According to our data, animals with AiA displayed signs of simultaneous muscle wasting and repair. The myonuclear expansion observed in arthritic rabbits is an anatomical marker of muscle growth and regeneration42. Indeed, myonuclei number has been shown to increase after sarcopenic challenge in rats43. Increased Pax7 protein expression alongside greater Pax7 immunoreactivity in AiA rabbits suggests that satellite cell proliferation is responsible for a proportion of the increased myonuclear mass. In the presence of myogenic regulatory factors, Pax7-expressing satellite cells have the ability to self-renew, differentiate and fuse in order to repair injured skeletal muscle44. In line with experimental arthritis in other species13, 45, our model of AiA demonstrated elevated MyoD and myogenin, although contradictory results have been published34. Increased MyoD enables satellite cell proliferation and up-regulation of myogenin thereby facilitating myoblast differentiation and muscle regeneration32, 46. Our finding of equivalent Myf5 protein expression between groups may reflect the non-obligatory and transient expression of Myf5 in adult myogenesis47.
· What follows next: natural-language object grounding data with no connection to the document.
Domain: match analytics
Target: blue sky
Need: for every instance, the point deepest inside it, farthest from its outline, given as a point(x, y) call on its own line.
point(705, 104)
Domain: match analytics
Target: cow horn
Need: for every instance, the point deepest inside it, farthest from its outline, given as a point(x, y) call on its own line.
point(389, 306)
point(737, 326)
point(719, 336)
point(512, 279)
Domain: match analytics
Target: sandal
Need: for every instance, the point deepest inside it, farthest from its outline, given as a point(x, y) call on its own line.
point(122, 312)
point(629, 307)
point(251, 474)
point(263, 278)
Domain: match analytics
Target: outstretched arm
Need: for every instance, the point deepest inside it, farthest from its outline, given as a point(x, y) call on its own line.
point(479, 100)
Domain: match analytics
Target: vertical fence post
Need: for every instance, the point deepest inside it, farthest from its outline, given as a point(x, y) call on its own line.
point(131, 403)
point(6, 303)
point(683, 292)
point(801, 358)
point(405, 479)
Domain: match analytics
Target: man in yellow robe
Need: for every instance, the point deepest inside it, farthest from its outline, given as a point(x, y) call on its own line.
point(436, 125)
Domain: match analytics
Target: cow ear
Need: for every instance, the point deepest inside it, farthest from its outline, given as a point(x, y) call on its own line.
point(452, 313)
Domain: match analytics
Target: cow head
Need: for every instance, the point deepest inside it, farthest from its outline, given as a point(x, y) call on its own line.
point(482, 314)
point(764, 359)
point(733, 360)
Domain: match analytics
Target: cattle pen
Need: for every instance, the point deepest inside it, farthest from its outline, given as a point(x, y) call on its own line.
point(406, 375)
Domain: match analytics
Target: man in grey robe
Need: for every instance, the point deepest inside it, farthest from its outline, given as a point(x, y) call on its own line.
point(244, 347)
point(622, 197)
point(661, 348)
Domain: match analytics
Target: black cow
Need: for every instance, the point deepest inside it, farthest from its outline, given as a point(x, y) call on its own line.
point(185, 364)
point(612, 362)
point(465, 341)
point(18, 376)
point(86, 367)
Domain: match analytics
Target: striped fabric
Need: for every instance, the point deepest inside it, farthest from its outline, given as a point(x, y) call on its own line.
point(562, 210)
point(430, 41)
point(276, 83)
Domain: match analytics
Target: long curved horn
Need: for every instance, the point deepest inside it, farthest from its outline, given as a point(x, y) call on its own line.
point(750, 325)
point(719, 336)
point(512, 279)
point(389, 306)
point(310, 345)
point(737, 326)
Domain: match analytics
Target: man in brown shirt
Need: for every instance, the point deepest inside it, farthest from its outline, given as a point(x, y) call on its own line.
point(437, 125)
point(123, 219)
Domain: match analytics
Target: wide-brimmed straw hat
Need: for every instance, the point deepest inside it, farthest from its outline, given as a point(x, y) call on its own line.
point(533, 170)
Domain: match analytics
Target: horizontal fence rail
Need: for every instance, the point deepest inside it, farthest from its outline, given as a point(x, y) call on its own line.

We propose that the reduced myostatin and pSTAT3 expression from AiA rabbits may contribute to the observed myonuclear expansion and increased Pax730, 48. In addition to promoting cellular and particularly satellite cell expansion, the decreased pSTAT3 expression in the AiA group may have ameliorated UPS-mediated proteolysis. While IL-6 mRNA was equivalent in both groups, decreased expression of its downstream intracellular effector may decrease atrogin-1 expression and down-regulate the acute phase response, thereby addressing the proportion of sarcopenia that is driven by inflammation25, 49.

Perhaps the most striking marker of anabolic compensation in our model is reduced myostatin expression across multiple sites. Myostatin negatively regulates multiple aspects of skeletal muscle homeostasis, primarily via decreased myogenesis22, 23, 50. Despite involvement in the muscular wasting associated with cancer51, congestive heart failure52 and chronic obstructive pulmonary disease53, a role for myostatin in RC has not been consistently demonstrated. While Dankbar et al. recently demonstrated elevated myostatin expression in synovial membranes of patients with RA, it is not known whether these patients were also affected by RC54. Furthermore, of the seven previous models of inflammatory arthritis that we found in the literature, only three reported increased myostatin mRNA or protein36, 45, 54. A number of the conflicting reports may originate from myostatin mRNA-protein discordance. However, concordance between myostatin mRNA and protein expression from skeletal muscle in our model suggests a true reduction in myostatin secretion.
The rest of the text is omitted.